Italy continues to be dogged by "excessive imbalances" on the macroeconomic front reports the European Commission in its European Semester Spring Package.
"Italy's economy is facing vulnerabilities relating to high government debt and weak productivity growth, as well as fragilities in the labour market and some weaknesses in the financial market," the European Commission has said.
"Italy's public debt ratio remains high, in part due to persistently weak GDP growth, and remains a risk for fiscal sustainability and the financial sector".
In an article that appeared in the Financial Times, Italy’s economic prospects sour as inflation bites (23 May 2022), London Business School’s Professor Lucrezia Reichlin said, “If GDP is going to weaken substantially, the dynamic doesn’t look pretty. The market has now become quite pessimistic and possible recession in 2022 is something many people expect.”

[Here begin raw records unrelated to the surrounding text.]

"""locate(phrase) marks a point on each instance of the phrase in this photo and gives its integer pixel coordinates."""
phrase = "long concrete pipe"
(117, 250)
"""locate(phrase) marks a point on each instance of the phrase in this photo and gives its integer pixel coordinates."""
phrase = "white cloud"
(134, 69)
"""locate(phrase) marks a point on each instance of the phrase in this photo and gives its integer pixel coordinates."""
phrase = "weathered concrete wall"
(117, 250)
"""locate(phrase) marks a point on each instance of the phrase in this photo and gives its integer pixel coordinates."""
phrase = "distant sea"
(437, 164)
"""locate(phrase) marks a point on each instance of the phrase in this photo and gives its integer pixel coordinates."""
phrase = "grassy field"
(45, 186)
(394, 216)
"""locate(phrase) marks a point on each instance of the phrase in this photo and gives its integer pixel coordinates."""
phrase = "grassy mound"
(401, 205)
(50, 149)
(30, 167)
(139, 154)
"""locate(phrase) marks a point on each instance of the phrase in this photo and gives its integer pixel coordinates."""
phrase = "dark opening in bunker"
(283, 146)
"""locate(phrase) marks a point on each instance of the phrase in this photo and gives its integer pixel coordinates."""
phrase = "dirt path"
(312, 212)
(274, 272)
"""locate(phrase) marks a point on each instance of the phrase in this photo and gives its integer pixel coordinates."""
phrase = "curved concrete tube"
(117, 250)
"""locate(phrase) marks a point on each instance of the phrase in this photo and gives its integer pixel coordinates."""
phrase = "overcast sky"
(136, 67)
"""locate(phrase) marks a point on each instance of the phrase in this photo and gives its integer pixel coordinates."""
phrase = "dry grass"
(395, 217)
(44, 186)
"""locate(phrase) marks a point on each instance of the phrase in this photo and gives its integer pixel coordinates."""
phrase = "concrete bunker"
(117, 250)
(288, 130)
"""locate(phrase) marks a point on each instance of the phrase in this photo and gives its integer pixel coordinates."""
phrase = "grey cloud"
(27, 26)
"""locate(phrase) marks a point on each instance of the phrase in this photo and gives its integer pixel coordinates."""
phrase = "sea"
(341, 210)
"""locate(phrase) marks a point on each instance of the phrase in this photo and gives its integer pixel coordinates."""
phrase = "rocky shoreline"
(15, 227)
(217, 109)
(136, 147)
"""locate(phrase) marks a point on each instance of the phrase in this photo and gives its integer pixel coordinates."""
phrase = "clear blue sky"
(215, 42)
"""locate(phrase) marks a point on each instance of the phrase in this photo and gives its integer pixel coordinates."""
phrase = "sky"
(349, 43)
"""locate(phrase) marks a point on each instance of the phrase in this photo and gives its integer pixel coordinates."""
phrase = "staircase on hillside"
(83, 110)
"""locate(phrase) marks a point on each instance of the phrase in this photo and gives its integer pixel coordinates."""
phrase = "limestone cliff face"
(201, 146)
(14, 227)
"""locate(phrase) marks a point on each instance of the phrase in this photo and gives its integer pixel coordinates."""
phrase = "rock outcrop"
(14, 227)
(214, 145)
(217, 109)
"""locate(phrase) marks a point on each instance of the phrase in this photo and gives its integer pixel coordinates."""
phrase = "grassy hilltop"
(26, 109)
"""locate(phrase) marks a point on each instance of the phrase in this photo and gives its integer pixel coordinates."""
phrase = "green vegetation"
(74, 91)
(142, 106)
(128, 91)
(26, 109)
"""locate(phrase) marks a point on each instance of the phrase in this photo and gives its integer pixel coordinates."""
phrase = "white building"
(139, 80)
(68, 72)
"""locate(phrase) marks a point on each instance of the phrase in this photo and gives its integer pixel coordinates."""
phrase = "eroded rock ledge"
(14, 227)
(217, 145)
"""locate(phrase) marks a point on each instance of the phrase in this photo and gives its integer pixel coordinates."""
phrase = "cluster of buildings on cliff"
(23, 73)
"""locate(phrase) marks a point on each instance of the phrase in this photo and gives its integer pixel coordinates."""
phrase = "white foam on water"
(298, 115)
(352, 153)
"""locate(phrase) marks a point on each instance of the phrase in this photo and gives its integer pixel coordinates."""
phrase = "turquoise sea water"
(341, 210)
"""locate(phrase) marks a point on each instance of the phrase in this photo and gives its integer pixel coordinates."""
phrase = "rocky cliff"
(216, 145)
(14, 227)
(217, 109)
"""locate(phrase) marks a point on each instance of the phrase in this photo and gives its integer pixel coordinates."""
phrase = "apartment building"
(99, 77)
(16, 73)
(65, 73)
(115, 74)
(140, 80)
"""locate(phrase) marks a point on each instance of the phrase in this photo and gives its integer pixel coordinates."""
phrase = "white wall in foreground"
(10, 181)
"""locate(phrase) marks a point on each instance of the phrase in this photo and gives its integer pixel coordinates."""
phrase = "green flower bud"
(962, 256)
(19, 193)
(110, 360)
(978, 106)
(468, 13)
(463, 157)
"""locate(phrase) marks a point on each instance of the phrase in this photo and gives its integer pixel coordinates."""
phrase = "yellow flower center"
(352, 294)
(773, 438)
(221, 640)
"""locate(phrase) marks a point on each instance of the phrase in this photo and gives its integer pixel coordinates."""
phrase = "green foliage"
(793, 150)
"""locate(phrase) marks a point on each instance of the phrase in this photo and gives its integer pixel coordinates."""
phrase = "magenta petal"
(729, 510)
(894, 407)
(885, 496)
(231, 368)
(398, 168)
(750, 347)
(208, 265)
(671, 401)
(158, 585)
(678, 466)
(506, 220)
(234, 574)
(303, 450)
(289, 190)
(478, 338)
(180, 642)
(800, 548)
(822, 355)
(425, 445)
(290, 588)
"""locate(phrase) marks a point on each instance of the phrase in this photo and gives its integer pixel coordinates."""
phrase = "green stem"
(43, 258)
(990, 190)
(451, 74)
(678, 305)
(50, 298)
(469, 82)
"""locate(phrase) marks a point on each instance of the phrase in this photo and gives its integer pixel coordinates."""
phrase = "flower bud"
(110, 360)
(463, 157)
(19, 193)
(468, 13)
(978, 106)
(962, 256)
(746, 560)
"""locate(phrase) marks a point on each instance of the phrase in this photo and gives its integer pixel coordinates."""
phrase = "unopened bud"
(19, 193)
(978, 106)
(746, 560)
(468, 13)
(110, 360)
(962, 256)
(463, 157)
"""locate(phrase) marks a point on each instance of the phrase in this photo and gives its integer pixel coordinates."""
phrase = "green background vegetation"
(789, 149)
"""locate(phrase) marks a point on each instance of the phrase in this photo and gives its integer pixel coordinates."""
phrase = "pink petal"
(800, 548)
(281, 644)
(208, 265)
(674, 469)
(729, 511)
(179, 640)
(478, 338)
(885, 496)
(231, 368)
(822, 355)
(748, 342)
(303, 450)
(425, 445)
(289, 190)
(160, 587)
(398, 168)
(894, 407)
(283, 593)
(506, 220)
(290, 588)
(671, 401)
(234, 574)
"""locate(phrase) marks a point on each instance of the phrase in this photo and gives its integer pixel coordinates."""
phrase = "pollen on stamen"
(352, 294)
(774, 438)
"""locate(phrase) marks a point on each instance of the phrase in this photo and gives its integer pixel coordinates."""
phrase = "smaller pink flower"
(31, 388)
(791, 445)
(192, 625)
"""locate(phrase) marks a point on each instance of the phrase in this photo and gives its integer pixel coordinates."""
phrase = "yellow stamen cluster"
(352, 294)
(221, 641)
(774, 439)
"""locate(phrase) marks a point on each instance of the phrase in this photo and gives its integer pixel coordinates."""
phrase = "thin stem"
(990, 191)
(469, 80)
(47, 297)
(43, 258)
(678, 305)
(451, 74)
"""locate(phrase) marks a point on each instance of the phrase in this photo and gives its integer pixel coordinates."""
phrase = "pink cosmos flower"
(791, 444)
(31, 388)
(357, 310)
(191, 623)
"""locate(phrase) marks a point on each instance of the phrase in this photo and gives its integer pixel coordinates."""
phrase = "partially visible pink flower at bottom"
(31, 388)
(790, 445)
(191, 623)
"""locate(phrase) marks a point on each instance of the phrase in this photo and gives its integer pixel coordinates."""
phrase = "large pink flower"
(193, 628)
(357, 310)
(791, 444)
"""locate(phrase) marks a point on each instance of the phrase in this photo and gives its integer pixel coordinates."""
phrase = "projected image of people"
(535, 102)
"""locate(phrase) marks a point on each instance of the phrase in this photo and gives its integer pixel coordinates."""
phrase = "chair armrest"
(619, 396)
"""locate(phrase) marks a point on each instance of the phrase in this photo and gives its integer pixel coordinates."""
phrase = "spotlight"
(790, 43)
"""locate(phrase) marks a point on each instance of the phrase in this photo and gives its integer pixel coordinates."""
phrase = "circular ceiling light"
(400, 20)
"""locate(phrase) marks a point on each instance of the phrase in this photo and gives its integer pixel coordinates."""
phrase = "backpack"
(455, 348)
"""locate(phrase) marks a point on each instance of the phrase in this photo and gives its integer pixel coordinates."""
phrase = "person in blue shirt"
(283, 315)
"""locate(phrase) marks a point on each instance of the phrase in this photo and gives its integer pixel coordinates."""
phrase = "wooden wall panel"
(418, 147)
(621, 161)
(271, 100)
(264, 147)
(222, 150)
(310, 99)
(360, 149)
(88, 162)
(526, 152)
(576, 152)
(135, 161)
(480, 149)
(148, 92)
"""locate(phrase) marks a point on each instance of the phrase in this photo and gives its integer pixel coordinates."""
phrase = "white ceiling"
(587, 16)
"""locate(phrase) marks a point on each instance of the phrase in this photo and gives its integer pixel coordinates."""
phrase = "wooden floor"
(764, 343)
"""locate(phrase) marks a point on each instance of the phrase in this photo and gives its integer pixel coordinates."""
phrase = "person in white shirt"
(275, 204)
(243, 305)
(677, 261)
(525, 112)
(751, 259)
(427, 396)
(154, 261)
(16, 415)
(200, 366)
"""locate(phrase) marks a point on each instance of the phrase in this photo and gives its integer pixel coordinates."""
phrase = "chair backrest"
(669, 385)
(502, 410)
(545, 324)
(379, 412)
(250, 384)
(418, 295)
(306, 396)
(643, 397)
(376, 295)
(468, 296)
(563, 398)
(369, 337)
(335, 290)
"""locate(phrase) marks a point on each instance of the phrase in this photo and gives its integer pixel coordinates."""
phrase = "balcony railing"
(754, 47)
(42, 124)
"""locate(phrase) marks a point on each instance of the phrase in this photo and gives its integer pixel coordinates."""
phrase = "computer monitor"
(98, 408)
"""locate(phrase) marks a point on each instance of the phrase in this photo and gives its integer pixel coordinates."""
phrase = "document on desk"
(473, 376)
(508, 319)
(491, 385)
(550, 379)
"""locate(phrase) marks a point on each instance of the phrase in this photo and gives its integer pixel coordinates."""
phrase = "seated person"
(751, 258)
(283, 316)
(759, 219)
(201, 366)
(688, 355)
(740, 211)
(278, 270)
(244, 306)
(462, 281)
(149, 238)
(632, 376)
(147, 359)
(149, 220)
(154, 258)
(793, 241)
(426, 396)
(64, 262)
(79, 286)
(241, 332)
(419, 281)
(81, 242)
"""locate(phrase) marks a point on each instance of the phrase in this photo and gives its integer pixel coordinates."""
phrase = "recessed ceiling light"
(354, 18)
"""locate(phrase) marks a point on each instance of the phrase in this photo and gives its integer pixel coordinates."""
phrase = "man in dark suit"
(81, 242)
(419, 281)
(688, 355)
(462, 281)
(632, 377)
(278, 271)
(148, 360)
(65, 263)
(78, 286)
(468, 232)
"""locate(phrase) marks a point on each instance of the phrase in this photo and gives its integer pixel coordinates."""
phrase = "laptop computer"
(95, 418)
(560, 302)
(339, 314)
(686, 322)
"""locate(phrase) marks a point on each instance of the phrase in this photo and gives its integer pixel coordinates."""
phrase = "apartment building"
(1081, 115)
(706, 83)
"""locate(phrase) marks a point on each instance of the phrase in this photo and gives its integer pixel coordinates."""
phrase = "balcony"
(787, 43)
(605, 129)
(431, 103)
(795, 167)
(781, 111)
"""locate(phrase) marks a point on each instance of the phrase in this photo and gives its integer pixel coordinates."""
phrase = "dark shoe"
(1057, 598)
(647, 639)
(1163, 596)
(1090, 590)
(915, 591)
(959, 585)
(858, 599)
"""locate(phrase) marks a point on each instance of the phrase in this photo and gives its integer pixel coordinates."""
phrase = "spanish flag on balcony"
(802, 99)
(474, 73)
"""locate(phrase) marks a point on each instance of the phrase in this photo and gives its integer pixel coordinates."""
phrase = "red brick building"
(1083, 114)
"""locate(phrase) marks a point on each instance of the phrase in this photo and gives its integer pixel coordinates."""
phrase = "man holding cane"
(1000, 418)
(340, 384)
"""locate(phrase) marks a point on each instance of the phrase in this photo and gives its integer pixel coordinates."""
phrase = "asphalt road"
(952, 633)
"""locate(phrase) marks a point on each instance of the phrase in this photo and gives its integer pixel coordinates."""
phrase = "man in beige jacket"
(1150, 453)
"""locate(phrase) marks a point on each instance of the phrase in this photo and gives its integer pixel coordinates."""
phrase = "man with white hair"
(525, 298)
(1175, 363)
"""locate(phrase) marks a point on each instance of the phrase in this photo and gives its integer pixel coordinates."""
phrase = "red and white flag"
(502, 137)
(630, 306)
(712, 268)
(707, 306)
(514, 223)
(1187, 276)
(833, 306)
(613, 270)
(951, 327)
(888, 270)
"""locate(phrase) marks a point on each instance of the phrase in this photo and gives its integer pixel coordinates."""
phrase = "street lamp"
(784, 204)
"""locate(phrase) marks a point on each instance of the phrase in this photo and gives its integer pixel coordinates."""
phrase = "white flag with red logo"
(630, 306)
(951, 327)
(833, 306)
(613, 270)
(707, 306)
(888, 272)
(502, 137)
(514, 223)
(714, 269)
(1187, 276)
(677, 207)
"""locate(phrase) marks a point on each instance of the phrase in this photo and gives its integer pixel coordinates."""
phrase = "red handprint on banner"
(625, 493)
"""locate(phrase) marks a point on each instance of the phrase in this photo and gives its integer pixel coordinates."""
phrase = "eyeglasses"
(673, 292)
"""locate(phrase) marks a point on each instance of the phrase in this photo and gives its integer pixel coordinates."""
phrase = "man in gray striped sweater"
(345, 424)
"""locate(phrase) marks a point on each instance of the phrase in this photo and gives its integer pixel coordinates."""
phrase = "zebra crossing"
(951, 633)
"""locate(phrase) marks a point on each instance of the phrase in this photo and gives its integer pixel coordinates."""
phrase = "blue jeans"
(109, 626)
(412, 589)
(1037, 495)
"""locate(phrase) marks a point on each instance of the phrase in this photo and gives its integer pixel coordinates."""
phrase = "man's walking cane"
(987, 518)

Italy is on a path of fiscal consolidation. A target budget deficit of 5.6 per cent is forecast for this year, down from the 7.2 per cent recorded for last year. But economists warn that a sharp slowdown in growth would raise doubts about the deficit.
In an earlier interview on CNBC’s Squawk Box programme, Professor Reichlin said that rising borrowing costs were “worrisome” for country, partly because Italy is one of the most indebted countries in the euro area, but also because of a feature of the Eurozone economy. “Whenever there are ‘bad shocks’ there is a flight to safety and the countries that have the higher debts are the first to be penalised,” said Reichlin.
“We have seen this happen in previous crises and this is something that the European Central Bank (ECB) has to correct because this is related to the transmission of monetary policy. We do not want to have excessive differential interest rates in the Eurozone.”